En dehors de ce point, l’enquête évolue émotionnellement d’épisode en épisode, si bien que dans les scènes finales, on ne peut être que bouleversé, pris aux tripes et, plus simplement, soulagé comme si nous aussi, nous n’avions pas dormi pendant des semaines.

Comme beaucoup de grandes séries françaises, « Les Oubliées » restera une anomalie, mais une très belle anomalie, qui a fait exploser aux yeux de tous le talent du duo qui accouchera quelques années plus tard du remarquable « Pigalle La Nuit », et de « Signature », leur œuvre qui a le plus divisé à ce jour.

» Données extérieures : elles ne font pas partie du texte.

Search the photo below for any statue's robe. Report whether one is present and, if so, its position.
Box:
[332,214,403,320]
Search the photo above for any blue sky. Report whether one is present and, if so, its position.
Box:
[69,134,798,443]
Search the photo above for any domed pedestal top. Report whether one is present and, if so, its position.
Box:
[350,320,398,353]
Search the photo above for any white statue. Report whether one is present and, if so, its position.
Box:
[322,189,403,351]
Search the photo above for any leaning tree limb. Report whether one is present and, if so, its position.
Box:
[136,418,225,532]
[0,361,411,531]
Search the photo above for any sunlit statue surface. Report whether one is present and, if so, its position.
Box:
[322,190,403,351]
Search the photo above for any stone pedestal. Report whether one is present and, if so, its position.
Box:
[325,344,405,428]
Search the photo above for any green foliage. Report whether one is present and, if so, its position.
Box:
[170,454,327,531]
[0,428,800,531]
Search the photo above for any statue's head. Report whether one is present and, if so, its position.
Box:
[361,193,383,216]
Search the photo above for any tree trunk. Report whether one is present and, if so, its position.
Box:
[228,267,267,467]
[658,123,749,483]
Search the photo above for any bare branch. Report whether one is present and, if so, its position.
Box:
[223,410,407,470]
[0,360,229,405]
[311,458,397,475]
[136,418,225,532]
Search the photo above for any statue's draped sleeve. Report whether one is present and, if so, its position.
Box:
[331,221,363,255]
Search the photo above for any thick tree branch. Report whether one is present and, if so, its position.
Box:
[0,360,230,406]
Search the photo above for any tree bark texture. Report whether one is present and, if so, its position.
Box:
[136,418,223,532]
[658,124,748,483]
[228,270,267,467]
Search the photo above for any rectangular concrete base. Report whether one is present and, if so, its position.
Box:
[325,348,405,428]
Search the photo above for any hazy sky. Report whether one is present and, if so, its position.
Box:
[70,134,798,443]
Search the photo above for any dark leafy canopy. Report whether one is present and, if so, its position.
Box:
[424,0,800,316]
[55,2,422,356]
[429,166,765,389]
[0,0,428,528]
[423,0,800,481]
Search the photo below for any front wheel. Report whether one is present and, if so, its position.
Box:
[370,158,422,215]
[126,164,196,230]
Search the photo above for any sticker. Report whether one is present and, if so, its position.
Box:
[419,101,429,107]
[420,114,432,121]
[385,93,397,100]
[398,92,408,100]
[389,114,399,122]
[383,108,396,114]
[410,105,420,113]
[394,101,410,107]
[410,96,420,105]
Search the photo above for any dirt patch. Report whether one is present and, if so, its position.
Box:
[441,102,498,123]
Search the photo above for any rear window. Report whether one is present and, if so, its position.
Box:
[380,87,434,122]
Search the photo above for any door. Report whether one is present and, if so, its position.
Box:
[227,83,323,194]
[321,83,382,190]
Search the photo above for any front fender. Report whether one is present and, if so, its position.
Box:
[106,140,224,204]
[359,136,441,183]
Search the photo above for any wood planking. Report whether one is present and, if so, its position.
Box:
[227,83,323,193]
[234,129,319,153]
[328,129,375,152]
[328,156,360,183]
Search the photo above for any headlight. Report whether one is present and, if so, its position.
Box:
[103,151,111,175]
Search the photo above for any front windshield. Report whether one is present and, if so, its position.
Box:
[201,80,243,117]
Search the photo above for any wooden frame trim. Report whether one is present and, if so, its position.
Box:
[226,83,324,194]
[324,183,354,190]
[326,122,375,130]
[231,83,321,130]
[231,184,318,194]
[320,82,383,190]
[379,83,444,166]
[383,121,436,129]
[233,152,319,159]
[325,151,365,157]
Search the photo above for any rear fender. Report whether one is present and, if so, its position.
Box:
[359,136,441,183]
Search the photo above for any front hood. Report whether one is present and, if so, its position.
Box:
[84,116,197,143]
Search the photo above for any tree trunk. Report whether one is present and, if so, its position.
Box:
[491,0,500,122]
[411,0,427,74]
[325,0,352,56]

« Les Oubliées » est encore disponible en DVD, à ce jour, et reste une mini-série de six épisodes à voir absolument.

Post Scriptum

« Les Oubliées »
Une production Cinétévé / CRRAV / AT Productions / RTBF pour France 3.
Créé par Hervé Hadmar.
Écrit par : Hervé Hadmar et Marc Herpoux.
Réalisé par : Hervé Hadmar.
Produit par : Fabienne Servan-Schreiber et Jean-Pierre Fayer.
Avec : Jacques Gamblin, Fabien Aïssa Busetta, Nathalie Besançon, Priscilla Attal, Frédéric Bouraly, Arsène Jiroyan, Didier Constant.